Он встает, он умывается и бреется, а я готовлю ему завтрак. Мы всегда едим за низким столиком, стоящим у кровати, поспешно сдвинув в сторону постельное белье. Вот мы пьем кофе с гренками и с фруктами; а он уже – сразу видно профессионала – аккуратно и тщательно одет, спокоен, взгляд ясный. Он смотрит на меня внимательно. Я понимаю, что Майкл хочет что-то мне сказать. Неужели он на сегодня запланировал разрыв со мной? Я припоминаю, что это – первое за целую неделю утро, когда мы вместе. Я не хочу об этом думать, потому что Майкл дома чувствует себя несчастным, он там – как узник в тюрьме, и маловероятно, что последние шесть дней он провел там, с женой. А если все это время он был не дома, то где тогда? Мое чувство – это, скорей, не ревность, это – тупая боль, тяжелая тупая боль утраты. Но я улыбаюсь, пододвигаю к нему гренки, протягиваю свежие газеты. Он берет газеты, бросает на них беглый взгляд и говорит небрежно:
– Не знаю, сможешь ли ты потерпеть меня здесь две ближайшие ночи – мне вечером надо приехать в больницу почти напротив твоего дома, я там читаю лекции.
Я улыбаюсь; несколько мгновений мы посылаем друг другу волны иронии – потому что годами мы проводили все ночи вместе. Потом он плавно соскальзывает в сентиментальность, но в то же время и пародируя ее:
– Ах, Анна, ты только посмотри, каким затасканным, избитым все это стало для тебя.
Я снова просто улыбаюсь, потому что нет смысла что-то говорить, а потом Майкл продолжает, и бесшабашно на этот раз, изображая старого распутника:
– Каждый день восходит солнце, и каждый день ты делаешься все более и более практичной.
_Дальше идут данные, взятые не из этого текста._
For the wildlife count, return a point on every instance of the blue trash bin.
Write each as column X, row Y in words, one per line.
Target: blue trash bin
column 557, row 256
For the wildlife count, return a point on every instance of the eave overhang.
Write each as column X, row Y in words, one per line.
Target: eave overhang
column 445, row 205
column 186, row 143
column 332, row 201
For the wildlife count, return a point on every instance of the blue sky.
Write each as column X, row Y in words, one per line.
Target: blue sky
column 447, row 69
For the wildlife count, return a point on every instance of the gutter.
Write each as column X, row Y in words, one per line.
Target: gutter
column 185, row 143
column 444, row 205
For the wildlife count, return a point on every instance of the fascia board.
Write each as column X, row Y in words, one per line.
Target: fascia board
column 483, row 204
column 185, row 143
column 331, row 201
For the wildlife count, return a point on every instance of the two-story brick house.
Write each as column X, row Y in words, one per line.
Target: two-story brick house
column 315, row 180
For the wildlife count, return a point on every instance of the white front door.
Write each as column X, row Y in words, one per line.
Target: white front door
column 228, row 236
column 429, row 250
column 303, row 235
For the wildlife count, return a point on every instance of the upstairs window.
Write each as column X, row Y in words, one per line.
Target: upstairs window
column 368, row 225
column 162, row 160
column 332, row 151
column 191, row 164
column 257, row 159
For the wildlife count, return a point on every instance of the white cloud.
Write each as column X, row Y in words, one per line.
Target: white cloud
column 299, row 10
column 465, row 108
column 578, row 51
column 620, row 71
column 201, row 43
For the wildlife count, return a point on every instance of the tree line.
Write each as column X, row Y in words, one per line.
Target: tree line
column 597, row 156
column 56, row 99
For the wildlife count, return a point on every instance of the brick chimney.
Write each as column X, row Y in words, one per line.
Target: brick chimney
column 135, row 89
Любой мужчина, имеющий хоть каплю разума, прекрасно знает, что, если женщина становится такой практичной с ним и собранной, настает пора прощаться.
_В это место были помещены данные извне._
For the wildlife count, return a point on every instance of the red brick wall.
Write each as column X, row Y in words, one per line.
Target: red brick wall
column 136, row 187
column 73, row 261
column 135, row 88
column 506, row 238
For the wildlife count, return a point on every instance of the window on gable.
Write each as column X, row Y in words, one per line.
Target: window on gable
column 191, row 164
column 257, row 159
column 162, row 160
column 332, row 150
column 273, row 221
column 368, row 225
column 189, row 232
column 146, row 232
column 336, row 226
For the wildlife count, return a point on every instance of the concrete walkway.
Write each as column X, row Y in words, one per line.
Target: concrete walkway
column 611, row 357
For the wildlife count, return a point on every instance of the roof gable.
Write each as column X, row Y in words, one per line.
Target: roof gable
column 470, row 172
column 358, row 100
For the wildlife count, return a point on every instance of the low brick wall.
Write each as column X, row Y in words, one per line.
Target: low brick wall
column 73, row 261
Мне вдруг становится так больно, что я уже больше не могу поддерживать эту игру, и я говорю:
– Что же, как бы оно там ни было, а я буду очень рада, если ты сегодня вечером ко мне придешь. Ты хочешь здесь поужинать?
Он отвечает:
– Ведь это было бы совсем невероятно, если б я отказался с тобой поужинать, когда ты так прекрасно готовишь, правда?
– Я буду очень ждать, – говорю я.
Он говорит:
– Если ты можешь одеться быстро, я могу тебя подбросить до работы.
Я колеблюсь, потому что думаю: «Если сегодня вечером мне предстоит готовить, то надо все купить перед работой». Видя мои сомнения, он быстро добавляет:
– Но если тебе это не совсем удобно, то я поехал.
Майкл меня целует; и этот поцелуй – как продолжение всей той любви, что мы с ним знали. Он говорит, мгновенно отменяя эту секунду интимной близости, потому что его слова продолжают совсем другую тему:
– Если у нас и нет больше ничего общего, то секс у нас уж точно есть.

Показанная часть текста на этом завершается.